En la edición 92 se registró la imagen del Mandatario como buena en un 82 por ciento, según el estudio efectuado el 9 de junio. Alvarado, asimismo, destacó la encuesta de Mercanálisis; contratada por el Gobierno y que arrojó 91 por ciento de aceptación a la gestión gubernamental.

62, 82, 91 por ciento... ¿Por qué tantas diferencias, hábilmente explotadas de lado y lado? Todo transcurrió como si hubiese 30 puntos, o más, de diferencia entre las casas de sondeos. El Gobierno se cuidó de decir lo que para los profesionales de ese ramo es evidente: que no se pueden comparar sus menús de percepciones. ¿Por qué? Porque no miden lo mismo. Cedatos, en su reciente informe, privilegia la aprobación de la gestión presidencial; Informe Confidencial, en su estudio del sábado 23, retrata la credibilidad; Perfiles de Opinión apunta a la aprobación al desempeño del Presidente y a su nivel de confiabilidad, y Market se enfoca en criterios de agrado...

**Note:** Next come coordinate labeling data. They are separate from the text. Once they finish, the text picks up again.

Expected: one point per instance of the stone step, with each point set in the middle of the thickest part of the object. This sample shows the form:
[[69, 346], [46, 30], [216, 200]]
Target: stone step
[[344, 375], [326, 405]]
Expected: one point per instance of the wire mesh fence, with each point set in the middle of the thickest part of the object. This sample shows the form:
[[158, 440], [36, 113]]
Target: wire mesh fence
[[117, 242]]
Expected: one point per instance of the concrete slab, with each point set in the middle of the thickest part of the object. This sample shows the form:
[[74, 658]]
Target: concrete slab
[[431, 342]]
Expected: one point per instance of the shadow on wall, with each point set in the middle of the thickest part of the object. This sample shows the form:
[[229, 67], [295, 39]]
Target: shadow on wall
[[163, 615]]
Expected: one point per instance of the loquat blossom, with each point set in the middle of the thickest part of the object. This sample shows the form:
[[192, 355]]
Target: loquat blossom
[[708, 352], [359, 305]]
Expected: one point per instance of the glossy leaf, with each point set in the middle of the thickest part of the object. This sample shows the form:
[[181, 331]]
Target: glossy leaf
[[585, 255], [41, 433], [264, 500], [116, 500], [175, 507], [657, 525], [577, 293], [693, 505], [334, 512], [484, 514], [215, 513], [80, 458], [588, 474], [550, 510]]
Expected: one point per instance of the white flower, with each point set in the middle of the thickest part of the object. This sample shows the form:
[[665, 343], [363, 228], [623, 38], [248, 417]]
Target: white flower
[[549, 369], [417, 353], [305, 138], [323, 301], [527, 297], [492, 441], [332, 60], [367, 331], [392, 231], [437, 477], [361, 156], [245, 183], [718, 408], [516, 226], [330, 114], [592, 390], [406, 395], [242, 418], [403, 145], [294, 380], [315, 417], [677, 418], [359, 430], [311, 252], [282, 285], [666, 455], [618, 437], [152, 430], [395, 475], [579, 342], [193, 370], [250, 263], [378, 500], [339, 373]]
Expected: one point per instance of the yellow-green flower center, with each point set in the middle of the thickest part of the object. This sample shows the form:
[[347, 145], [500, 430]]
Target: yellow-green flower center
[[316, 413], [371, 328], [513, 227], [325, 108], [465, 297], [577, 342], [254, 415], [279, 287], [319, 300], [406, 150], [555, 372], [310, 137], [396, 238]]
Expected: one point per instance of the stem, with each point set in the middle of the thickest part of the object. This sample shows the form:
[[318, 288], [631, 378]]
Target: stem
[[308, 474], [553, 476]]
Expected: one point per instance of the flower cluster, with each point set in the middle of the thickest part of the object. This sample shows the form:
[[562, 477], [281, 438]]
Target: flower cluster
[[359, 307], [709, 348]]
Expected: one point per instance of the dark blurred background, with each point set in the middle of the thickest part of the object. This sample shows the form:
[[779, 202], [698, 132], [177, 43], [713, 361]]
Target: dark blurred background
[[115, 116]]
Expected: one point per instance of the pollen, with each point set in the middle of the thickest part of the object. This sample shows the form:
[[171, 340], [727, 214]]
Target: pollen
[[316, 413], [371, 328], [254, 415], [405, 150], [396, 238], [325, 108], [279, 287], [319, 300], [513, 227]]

De la misma manera, hay diferencias en los procedimientos técnicos, la forma cómo se pregunta, la escala de evaluación, los márgenes de error, la periodicidad con la que se hacen las mediciones... En una palabra, es difícil comparar sin antes homologar parámetros y métodos. No es lo mismo sondear solamente en las ciudades que incluir zonas rurales y marginales. O hacer un sondeo nacional que indagar sólo en Guayaquil y Quito. Tampoco es lo mismo hacer preguntas dicotómicas (sí o no) que abrir el abanico en apreciaciones desde muy buena, y buena hasta mala y muy mala. Así en este vals, las encuestadoras bailan pero no necesariamente en la misma pista.